The type of terrain the mountain bike is meant for:
Modern mountain bikes have evolved to be specialized for a particular type of terrain. While many mountain bikes can handle a wide variety of off-road situations, some will be better than others at climbing and some will be better at descending. Mountain bikes that are built for climbing (hardtails and cross-country bikes) will be lighter than those built for descending (enduro and downhill bikes).
How much does a mountain bike weigh for racing?
Some mountain bikes are also built specifically for racing. These are usually more expensive than other mountain bikes but some are surprisingly affordable. These bikes, especially cross-country racing bikes, will usually be very light. In world-class bike racing, bikes are actually required to be heavier than 15.5 lbs, otherwise they would be dangerously fragile.
How much does a mountain bike weigh, and how much will it cost?
Now for the bad news … unfortunately, there is a direct correlation between how much does a mountain bike weigh and how much it costs. For example, carbon fiber is known as the lightest frame and wheel material, however it is also the most expensive. A full-suspension bike costs more than a hardtail bike because of the rear shock and increased complexity of the bike.
Notice in the table above, the least expensive, entry-level mountain bike (the Co-op DRT 1.1) costs $599.00 but weighs 32 lbs. This bike is an aluminum hardtail and meant for general purpose use. The most expensive bike, the Specialized S-Works Epic, is a carbon fiber, hardtail, cross-country race machine. This bike costs $10,000 but only 19 lbs!
How much does a mountain bike weigh, and how will that affect performance?

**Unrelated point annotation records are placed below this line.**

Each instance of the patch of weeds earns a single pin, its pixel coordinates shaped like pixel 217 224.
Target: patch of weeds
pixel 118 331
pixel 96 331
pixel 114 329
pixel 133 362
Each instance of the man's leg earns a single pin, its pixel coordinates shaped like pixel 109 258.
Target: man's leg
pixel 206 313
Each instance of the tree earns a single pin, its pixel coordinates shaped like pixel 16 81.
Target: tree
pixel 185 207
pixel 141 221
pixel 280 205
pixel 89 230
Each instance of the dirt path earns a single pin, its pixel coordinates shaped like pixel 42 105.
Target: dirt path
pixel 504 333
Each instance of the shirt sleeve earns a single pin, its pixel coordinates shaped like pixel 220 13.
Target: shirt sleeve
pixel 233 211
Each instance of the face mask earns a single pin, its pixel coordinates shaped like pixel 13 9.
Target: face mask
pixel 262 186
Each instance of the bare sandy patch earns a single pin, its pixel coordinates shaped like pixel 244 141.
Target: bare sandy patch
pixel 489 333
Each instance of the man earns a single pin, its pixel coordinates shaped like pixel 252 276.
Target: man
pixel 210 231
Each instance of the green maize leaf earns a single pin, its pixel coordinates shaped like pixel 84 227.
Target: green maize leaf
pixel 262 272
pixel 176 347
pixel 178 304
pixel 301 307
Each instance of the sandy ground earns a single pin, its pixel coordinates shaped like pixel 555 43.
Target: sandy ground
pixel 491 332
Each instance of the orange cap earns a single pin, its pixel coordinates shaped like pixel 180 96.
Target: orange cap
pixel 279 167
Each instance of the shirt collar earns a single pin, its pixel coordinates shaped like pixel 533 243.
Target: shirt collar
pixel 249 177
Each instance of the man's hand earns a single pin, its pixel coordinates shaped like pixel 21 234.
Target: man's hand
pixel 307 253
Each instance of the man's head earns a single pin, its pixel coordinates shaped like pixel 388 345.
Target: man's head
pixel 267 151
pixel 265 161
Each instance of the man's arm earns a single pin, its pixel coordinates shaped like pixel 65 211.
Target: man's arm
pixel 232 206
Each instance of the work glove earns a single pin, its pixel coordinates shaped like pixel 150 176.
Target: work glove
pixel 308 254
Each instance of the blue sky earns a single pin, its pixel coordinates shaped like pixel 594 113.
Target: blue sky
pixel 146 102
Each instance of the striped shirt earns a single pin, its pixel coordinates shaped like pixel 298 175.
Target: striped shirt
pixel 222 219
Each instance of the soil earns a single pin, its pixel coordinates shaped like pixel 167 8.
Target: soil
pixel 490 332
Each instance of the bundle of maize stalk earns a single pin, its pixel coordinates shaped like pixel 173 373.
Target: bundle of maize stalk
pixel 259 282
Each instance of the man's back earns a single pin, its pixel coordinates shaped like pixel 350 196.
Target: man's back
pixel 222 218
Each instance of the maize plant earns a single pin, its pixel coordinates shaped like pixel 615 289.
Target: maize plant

The weight of a mountain bike has a direct affect on performance. Lighter bikes are more responsive and will be easier to pedal uphill. The heavier the bike, the more inertia it will have. Remember that saying, “A body at rest tends to stay at rest, a body in motion tends to stay in motion”? Acceleration will be slower and braking will take more effort with a heavier bike.
There is also a big performance difference with lightweight wheels. Rotational mass drastically affects the effort needed to roll forwards and maneuver your bike. Plus, heavier wheels adds rolling resistance to the tires.
There are times when it’s not always bad to have a heavier bike. Mountain bikes meant for downhill riding are heavier than other kinds because they will go fast downhill (remember our old friend, inertia!). Well built, heavier bikes are more sturdy and can be well suited for bikepacking or other adventures where fragile, light bikes would struggle.